Un miracle qui dort mal
C’est écrit comme une partition musicale. Elle parle aussi de Simon, un ami personnel, une sorte de fantôme. La correspondance : « Chacune des lettres est un serment, ou tenu. C’est là que se fait la lumière. Il dit : une étoile sauvage » (p. 73 ). Elle se confie à Simon sur les rivières. « Cette transparence trouble, cette beauté qui se chamaille la nuit avec elle-même, ce miracle qui dort mal » (p. 103 ). On apprend (on découvre ) que les lettres de Hawthorne ont disparu. L’autrice imagine, réécrit, réinvente entre les braises du temps les messages, les textes précieux. Melville voudrait écrire son monumental roman, « Tout art s’invente comme un essai de vivre moins pire. Dès lors, le temps imposé aux vivants ne peut plus être le seul critère suffisant d’un absolu pressenti » (2 ).
Melville est marié à Elizabeth Shaw (Lizzie) et c’est elle qui recopie les pages de son manuscrit. Il y a la pensée amoureuse, l’érotique peut être avec l’amant et la créature, entre l’objet et le sujet. La poésie dans l’art et vice versa. Je retiens mon souffle, je m’incline devant votre écriture si lumineuse. « Les livres sont des chats, ce sont eux qui nous approchent, jamais l’inverse. Ils ont plus de vies que nous. La nuit dure toujours. C’est-à-dire un éclair. Parfois, la part qui rêve est la part la plus réelle de nous-mêmes. » (p. 171 ).
Une sorte de thérapie
J’ai lu et relu certains paragraphes. Ma mère est morte. Je suis orphelin sans vos livres… Dominique Fortier sculpte le passé. Elle nous guérit de vivre dans ce temps d’écrans. Je rêve. Mille sensations naissent de votre écriture. Elle cite un poème de Martine Audet. Je choisis celui-ci :
« J’embrasse tes deux mains
(tout est donné )
Puis je laisse partir les oiseaux
Sans les compter » (3 )
Notes
Dominique Fortier est une romancière et traductrice québécoise. Après un doctorat en littérature à l’Université McGill, Dominique Fortier exerce les métiers de réviseure, de traductrice et d’éditrice. Elle a traduit une quinzaine d’ouvrages littéraires et scientifiques, dans des disciplines aussi diverses que les sciences politiques, la linguistique et la botanique.
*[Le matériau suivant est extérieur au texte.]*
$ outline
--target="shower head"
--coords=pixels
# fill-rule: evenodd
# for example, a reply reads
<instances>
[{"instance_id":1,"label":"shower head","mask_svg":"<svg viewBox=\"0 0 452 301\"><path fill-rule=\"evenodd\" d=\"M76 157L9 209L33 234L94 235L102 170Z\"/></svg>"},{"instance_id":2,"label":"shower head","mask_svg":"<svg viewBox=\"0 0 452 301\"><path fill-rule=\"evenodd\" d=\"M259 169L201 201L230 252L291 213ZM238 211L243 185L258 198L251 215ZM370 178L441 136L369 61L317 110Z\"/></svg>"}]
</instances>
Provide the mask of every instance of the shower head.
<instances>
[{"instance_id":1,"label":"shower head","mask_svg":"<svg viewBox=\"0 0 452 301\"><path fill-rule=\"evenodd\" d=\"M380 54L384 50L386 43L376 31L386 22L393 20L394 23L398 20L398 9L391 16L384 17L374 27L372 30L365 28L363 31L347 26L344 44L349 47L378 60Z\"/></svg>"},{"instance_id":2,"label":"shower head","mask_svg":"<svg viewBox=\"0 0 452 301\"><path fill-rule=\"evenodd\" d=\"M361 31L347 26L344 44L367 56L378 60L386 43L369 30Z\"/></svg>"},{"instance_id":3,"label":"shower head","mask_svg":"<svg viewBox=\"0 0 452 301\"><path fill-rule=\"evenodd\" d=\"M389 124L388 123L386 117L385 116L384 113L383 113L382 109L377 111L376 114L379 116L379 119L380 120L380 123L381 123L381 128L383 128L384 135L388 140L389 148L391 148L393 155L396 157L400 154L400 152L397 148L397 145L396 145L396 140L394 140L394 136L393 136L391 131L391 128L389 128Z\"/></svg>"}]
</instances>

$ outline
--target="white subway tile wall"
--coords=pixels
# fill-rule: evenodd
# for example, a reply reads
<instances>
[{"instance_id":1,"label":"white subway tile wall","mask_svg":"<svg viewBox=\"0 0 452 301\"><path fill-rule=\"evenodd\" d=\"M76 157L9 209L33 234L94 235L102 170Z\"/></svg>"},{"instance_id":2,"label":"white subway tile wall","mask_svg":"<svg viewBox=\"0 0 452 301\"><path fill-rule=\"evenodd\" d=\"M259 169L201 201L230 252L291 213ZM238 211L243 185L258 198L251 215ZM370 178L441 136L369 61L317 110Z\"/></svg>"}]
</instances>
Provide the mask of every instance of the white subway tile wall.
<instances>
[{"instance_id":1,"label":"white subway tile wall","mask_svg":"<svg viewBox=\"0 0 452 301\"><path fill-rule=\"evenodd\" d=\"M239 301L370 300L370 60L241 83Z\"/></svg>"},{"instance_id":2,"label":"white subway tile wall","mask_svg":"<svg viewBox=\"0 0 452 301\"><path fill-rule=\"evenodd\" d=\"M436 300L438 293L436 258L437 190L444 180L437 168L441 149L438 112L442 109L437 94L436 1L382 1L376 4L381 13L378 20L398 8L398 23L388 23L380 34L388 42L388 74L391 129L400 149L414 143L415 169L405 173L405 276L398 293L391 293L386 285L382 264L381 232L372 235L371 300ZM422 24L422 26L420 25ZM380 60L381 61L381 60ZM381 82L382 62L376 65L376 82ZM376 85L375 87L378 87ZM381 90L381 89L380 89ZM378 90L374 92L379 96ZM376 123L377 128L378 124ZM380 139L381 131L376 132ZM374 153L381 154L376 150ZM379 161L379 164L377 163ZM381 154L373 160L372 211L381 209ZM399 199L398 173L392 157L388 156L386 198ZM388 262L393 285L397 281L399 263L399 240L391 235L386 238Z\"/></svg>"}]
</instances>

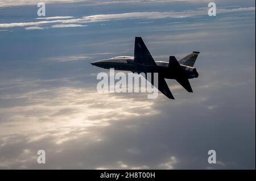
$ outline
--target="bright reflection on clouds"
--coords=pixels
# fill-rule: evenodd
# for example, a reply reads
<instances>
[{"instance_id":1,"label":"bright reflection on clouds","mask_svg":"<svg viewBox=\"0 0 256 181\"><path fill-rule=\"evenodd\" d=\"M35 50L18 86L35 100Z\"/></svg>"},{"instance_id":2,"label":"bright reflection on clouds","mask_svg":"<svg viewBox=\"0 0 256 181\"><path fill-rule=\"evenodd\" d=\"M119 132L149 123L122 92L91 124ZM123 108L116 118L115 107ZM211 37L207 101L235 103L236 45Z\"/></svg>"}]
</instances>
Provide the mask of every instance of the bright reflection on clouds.
<instances>
[{"instance_id":1,"label":"bright reflection on clouds","mask_svg":"<svg viewBox=\"0 0 256 181\"><path fill-rule=\"evenodd\" d=\"M26 136L28 142L51 137L56 144L61 144L85 134L90 136L92 127L158 113L151 109L152 101L82 89L40 90L16 96L30 104L0 109L6 117L1 121L2 146L13 135Z\"/></svg>"}]
</instances>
Elle vit à Montréal. « Du bon usage des étoiles » est son premier roman, il est finaliste au Prix des libraires du Québec 2009. Le 2 mai 2019, parution en France « Au péril de la mer », qui a obtenu le Prix littéraire du Gouverneur général 2016. Dominique Fortier, « La part de l’océan », Alto 2024. Elle reçoit le Prix Renaudot essai 2020 pour « Les villes de papier ».